そう考えて、できる限り日本で作られた生地を使って、縫製も日本で行って、日本の農業にちょうどいいものを作ろうと決めました。実際の農作業を通してポケットの位置などもこだわっています。

クラウドファンディングで資金を募って生産するので、在庫リスクを少なくしています。ただ、今までのように全く在庫なしというビジネスと違うので新しいチャレンジではありますね。

失敗も楽しみながらナリワイを磨いていく

ビジネスなので失敗もありますよ。例えばミカンを発送するのに宅配業者と行き違いがあったり、モンゴルのツアーでは生の牛乳を遊牧民の家でいただいてお腹を壊してしまったり。思いつきでアイドルのプロデュースをやろうとして頓挫したこともありました。床張りの延長で古い家の天井をバールでぶっ壊したら、ものすごい埃で全身に炎症が出たこともありましたねえ。

そういう苦労はたくさんあるんですけど、でもそれも含めて楽しいんです。ナリワイを開発すること自体に面白さを感じています。
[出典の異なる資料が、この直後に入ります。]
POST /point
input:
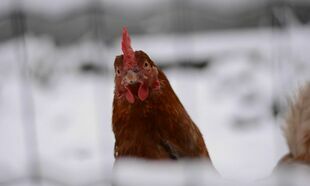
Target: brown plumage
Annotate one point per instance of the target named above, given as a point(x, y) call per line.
point(297, 129)
point(149, 120)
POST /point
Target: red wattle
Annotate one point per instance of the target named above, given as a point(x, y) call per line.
point(129, 96)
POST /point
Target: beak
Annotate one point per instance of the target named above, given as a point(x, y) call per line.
point(131, 77)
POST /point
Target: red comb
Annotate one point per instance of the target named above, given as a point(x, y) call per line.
point(129, 54)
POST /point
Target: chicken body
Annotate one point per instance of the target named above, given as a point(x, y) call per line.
point(157, 127)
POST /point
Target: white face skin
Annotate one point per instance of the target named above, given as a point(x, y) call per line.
point(143, 76)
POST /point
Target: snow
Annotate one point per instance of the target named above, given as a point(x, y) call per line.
point(231, 101)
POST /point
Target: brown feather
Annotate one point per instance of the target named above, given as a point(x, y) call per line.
point(157, 128)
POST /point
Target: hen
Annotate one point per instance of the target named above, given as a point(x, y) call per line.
point(297, 130)
point(148, 119)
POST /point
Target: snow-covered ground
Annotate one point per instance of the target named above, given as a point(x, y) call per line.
point(231, 100)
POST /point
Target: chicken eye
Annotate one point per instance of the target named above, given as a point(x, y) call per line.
point(146, 65)
point(118, 72)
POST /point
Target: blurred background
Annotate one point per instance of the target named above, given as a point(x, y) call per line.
point(233, 63)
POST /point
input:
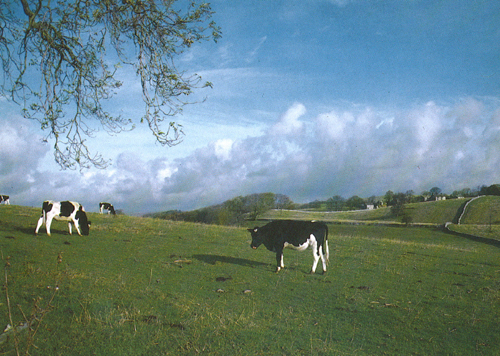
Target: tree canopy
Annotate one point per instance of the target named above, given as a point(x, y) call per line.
point(61, 62)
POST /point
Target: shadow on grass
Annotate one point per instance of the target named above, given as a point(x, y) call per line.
point(213, 259)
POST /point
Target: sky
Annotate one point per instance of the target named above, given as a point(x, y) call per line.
point(311, 99)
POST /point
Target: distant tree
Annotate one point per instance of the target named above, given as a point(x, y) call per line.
point(335, 203)
point(63, 60)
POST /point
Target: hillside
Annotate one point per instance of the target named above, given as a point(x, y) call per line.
point(435, 212)
point(143, 286)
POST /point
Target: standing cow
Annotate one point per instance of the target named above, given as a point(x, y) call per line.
point(107, 206)
point(298, 235)
point(66, 211)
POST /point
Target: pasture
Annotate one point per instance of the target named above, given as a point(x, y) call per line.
point(141, 286)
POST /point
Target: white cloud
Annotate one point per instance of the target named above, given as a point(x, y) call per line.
point(289, 123)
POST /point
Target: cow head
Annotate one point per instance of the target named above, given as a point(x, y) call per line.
point(81, 216)
point(256, 237)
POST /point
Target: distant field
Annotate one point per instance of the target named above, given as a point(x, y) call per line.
point(140, 286)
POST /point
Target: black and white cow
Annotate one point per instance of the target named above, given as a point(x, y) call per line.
point(66, 211)
point(107, 206)
point(298, 235)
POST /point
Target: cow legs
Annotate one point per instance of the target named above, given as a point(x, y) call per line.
point(317, 254)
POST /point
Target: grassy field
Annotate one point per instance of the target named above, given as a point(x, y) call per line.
point(140, 286)
point(433, 212)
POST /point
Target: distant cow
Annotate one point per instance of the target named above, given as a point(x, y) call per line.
point(107, 206)
point(66, 211)
point(298, 235)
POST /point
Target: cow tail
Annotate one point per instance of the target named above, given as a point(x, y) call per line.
point(326, 250)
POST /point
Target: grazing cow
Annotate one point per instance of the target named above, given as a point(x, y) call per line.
point(67, 211)
point(298, 235)
point(107, 206)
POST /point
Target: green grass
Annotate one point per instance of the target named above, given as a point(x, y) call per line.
point(140, 286)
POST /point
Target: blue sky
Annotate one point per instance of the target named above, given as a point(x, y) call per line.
point(311, 98)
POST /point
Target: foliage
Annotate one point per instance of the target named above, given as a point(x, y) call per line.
point(141, 286)
point(231, 212)
point(62, 62)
いろんなナリワイを手掛けていくうちに、だんだん自分に合ったナリワイが絞り込まれていきます。手放したナリワイが無駄になるわけでなく、世の人がまねしてできるならそれはそれでいい。1人がいちどきに抱えるナリワイは3つくらいで十分かなと思いますけど、ナリワイを提唱する立場としていろんなモデルを開拓して発表していくのも仕事の1つと考えています。

WEB限定コンテンツ
(2015.10.23 品川区のスタジオ4にて取材)


伊藤氏らが扱うミカン。表皮に多少の汚れがあるものの、味や香りは濃厚でおいしい。

伊藤洋志(いとう・ひろし)

1979年生まれ。香川県丸亀市出身。京都大学大学院農学研究科森林科学専攻修士課程修了。「ナリワイ」代表。会社員、ライターを経て、2007年より、生活の中から生み出す頭と体が鍛えられる仕事をテーマにナリワイづくりを開始。現在、シェアオフィスの運営や、「モンゴル武者修行ツアー」、「熊野暮らし方デザインスクール」の企画、「遊撃農家」などのナリワイの傍ら、床張りだけができるセミプロ大工集団「全国床張り協会」といった、ナリワイのギルド的団体運営等の活動も行う。著書に『ナリワイをつくる』、共著に『フルサトをつくる』(ともに東京書籍)。